Indeed. Liberals have apparently graduated from telling Muslims what is and isn’t truly Islamic to telling Muslims (and their victims) what is and isn’t blasphemy. According to the left, blasphemy is not a religious term so much as it just shouldn’t be applied to people who draw yucky pictures. This is, to say the least, a standard that bodes poorly for those who truly do support free speech. Where are their allies going to come from if not from free-speech organizations?

And there’s also something quite hilarious in the don’t-worry-Rushdie-you’re-still-good defensiveness in the anti-Charlie Hebdo group. That may be true today, but for how long will it continue to be true? At what point will the left finally throw Rushdie under that bus? Because that moment is coming, and I suspect everyone knows it.

The other word that jumped out at me from Cole’s statement was “progressive.” He’d rather honor, he said, someone “whose ideals are much more progressive than Charlie’s.” So now to be a martyr for free speech you have to not only be a blasphemer without falling into the ever-changing and elastic category of racism, but you also must be “much more progressive” than a lowbrow satirical French publication.
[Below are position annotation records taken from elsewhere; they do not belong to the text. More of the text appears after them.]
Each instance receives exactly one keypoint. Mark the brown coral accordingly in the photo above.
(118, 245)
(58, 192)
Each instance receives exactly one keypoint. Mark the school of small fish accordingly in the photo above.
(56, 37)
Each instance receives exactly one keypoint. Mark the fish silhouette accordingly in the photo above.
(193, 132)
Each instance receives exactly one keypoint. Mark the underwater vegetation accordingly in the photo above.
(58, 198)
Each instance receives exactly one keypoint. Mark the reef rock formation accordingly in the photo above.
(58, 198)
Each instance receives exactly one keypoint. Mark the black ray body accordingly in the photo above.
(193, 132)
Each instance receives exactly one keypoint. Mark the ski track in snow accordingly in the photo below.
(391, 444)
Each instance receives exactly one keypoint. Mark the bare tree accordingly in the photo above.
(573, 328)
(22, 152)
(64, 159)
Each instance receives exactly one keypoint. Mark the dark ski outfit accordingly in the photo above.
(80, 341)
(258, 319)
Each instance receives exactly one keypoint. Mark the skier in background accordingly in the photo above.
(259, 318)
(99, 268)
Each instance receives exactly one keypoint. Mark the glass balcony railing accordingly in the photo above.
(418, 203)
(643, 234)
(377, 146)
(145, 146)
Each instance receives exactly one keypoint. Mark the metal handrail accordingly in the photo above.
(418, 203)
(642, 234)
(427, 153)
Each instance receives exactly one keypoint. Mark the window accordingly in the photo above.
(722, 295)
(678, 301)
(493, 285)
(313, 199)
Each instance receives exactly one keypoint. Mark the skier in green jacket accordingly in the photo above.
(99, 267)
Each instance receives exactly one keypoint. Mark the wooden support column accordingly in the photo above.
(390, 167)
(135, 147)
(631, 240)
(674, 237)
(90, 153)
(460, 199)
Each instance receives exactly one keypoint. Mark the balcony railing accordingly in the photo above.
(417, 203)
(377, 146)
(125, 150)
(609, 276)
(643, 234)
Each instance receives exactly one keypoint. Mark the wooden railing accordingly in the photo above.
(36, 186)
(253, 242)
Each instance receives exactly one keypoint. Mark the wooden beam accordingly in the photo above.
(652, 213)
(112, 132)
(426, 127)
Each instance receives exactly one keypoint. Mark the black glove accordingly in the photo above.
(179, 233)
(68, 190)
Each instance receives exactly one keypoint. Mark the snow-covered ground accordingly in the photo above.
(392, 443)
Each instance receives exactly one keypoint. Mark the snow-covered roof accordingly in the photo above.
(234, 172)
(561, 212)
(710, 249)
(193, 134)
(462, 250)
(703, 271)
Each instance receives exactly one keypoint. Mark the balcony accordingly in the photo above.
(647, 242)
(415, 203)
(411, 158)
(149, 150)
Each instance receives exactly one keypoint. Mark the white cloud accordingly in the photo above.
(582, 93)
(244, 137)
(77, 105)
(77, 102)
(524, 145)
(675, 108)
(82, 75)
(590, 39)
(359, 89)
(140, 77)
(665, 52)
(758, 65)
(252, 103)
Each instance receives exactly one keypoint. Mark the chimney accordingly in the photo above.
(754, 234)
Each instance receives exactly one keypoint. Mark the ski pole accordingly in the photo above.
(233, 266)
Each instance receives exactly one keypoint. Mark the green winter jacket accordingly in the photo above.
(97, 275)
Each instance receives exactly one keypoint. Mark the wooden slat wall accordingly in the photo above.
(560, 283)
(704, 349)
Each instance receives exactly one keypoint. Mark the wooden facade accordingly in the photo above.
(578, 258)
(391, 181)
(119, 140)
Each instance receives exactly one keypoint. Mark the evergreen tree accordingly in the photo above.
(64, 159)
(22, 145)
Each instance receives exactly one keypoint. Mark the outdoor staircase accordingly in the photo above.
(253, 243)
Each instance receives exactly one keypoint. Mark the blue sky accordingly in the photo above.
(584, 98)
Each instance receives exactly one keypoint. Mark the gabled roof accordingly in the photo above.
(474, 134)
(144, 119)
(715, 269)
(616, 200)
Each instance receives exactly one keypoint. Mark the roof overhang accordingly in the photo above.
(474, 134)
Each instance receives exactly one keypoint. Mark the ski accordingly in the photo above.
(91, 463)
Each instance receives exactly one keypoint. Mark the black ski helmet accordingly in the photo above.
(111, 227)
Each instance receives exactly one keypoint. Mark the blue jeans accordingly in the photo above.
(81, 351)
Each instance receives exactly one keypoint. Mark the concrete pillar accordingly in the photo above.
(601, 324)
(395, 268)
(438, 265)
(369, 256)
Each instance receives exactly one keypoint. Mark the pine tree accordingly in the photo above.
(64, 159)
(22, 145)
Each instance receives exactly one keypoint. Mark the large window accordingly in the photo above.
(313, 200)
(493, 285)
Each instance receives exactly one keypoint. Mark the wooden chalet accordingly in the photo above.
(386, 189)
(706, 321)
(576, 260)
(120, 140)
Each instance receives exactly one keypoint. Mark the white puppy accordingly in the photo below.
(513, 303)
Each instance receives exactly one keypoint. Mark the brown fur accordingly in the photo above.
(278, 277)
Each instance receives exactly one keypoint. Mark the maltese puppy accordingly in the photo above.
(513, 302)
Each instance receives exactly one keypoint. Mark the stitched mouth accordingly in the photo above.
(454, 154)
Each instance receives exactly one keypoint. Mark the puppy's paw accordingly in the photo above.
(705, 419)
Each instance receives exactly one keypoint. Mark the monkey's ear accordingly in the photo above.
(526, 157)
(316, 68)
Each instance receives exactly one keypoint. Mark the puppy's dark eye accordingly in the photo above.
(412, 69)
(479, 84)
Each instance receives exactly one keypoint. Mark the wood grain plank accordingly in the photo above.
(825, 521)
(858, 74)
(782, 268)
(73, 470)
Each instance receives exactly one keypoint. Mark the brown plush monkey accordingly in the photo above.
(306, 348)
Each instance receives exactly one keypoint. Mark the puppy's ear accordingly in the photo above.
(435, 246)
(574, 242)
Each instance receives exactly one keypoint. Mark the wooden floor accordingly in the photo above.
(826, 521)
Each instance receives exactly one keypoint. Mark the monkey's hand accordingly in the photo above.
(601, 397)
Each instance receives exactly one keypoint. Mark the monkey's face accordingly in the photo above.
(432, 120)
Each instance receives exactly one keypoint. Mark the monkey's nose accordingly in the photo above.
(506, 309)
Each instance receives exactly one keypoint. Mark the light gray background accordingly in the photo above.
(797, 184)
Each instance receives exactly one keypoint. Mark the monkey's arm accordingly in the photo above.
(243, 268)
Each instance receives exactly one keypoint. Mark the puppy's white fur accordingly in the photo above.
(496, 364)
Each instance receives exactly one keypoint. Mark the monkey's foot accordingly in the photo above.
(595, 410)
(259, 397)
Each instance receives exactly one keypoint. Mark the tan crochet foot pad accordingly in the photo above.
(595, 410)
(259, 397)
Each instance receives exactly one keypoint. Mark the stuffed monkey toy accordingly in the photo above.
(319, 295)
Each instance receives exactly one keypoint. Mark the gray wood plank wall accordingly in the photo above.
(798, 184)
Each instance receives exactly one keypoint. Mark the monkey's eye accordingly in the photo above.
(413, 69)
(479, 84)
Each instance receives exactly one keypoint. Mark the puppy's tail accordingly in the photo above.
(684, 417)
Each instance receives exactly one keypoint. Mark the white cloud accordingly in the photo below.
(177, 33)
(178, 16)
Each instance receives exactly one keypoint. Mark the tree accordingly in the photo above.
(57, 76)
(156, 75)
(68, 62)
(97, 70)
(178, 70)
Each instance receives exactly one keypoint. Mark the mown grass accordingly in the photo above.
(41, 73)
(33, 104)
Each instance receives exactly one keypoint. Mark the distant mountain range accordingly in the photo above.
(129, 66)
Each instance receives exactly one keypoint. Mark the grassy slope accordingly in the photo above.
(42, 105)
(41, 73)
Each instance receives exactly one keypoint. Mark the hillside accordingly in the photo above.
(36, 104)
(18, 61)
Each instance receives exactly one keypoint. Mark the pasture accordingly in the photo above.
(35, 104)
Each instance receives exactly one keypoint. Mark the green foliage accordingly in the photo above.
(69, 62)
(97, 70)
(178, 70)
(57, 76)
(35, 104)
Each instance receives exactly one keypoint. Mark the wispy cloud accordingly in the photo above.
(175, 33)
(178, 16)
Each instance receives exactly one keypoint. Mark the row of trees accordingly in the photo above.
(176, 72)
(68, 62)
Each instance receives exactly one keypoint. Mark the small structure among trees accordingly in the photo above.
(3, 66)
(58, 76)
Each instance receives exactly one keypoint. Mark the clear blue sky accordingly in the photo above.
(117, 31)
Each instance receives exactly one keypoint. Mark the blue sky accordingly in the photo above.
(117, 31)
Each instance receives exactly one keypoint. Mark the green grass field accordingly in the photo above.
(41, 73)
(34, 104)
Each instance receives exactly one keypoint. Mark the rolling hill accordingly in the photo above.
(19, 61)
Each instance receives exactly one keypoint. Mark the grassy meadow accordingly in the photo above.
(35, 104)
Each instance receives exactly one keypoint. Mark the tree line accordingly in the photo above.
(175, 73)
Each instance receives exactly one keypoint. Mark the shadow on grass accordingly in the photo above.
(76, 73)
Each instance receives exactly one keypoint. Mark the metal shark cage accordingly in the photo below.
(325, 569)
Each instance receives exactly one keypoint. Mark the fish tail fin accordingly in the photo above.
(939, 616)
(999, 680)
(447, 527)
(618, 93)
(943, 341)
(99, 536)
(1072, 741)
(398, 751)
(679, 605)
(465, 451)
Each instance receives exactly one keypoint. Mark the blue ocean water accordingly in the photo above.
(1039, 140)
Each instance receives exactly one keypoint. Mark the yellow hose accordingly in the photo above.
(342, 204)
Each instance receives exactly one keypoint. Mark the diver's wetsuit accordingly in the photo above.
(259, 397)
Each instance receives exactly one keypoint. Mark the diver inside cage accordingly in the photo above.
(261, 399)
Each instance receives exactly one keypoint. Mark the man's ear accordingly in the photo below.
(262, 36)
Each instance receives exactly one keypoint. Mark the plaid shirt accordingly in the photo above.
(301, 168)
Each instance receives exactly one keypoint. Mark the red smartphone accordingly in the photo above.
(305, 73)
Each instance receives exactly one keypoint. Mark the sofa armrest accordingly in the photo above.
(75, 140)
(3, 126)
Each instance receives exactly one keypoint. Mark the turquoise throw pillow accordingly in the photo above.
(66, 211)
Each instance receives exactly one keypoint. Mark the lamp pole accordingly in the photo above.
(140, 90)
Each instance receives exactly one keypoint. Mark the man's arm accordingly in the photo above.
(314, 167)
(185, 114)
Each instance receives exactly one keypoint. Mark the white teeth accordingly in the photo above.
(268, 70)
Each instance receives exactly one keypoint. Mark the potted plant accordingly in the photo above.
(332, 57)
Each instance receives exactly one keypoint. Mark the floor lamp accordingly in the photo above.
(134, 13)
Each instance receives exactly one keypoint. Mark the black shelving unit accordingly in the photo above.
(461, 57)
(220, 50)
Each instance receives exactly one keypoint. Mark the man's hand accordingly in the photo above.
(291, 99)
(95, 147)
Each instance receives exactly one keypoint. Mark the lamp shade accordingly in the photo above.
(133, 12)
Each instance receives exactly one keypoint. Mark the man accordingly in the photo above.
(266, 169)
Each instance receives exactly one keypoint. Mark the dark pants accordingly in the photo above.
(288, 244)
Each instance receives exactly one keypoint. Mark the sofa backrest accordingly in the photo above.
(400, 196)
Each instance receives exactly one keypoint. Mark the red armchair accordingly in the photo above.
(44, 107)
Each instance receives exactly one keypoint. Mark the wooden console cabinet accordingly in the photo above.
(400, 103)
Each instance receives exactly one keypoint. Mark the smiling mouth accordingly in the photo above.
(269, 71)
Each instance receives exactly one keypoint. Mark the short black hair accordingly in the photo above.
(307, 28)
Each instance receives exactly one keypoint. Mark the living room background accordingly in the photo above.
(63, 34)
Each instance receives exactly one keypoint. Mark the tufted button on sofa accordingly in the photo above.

Salman Rushdie is on the right side of the line–for now. But that line is moving, and not in the direction of free speech.
For some on the left, free speech is only granted to that speech of which they approve.

Meanwhile, Shannen W. Coffin and Michael J. Edney discuss the double-standard that helped the Clintons make millions.
Consider these facts: The chairman of a Canadian company named Uranium One reportedly donated $2.35 million to the Clinton Foundation while Hillary Clinton was secretary of state. At the same time the company was seeking U.S. government approval to sell a 51% controlling stake to Rosatom, the state-owned Russian nuclear agency. Meanwhile, a Russian investment bank with close ties to the Kremlin paid former President Bill Clinton a half-million dollars to speak in Moscow.

Anything worth investigating here? Not according to the nation’s chief law-enforcement officer, President Barack Obama, whose spokesman announced Friday that the allegations were little more than the discredited musings of “a conservative author,” unaccompanied by “any evidence” and apparently unworthy of further discussion.

But imagine if similar payments, under similar circumstances, were made by a U.S. company to a charity closely associated with, say, the Nigerian foreign minister. The Justice Department and the Securities and Exchange Commission would be banging on that firm’s doors, asserting serious violations of the Foreign Corrupt Practices Act.

That’s the law prohibiting U.S. companies from providing anything of value to a foreign official for the purpose of obtaining a favorable action. It is invoked frequently to scrutinize the overseas operations of American businesses. When federal law-enforcement agents even suspect that it has been violated, these companies are overrun with lawyers investigating every trace of alleged wrongdoing. The investigations often end the careers of the company officials allegedly responsible and culminate in fines and payments totaling many millions. One recent settlement was for $772 million. To avoid that fate, American companies spend huge sums on compliance reviews to prevent even the appearance of impropriety.
So somehow, what is actionable when American businesses are involved is just fine when the Clinton Foundation is at work.

2 comments:

Greg Toombs said...

I think you should credit Andy McCarthy instead of VDH, above.

Betsy Newmark said...

You're exactly right. Thanks so much.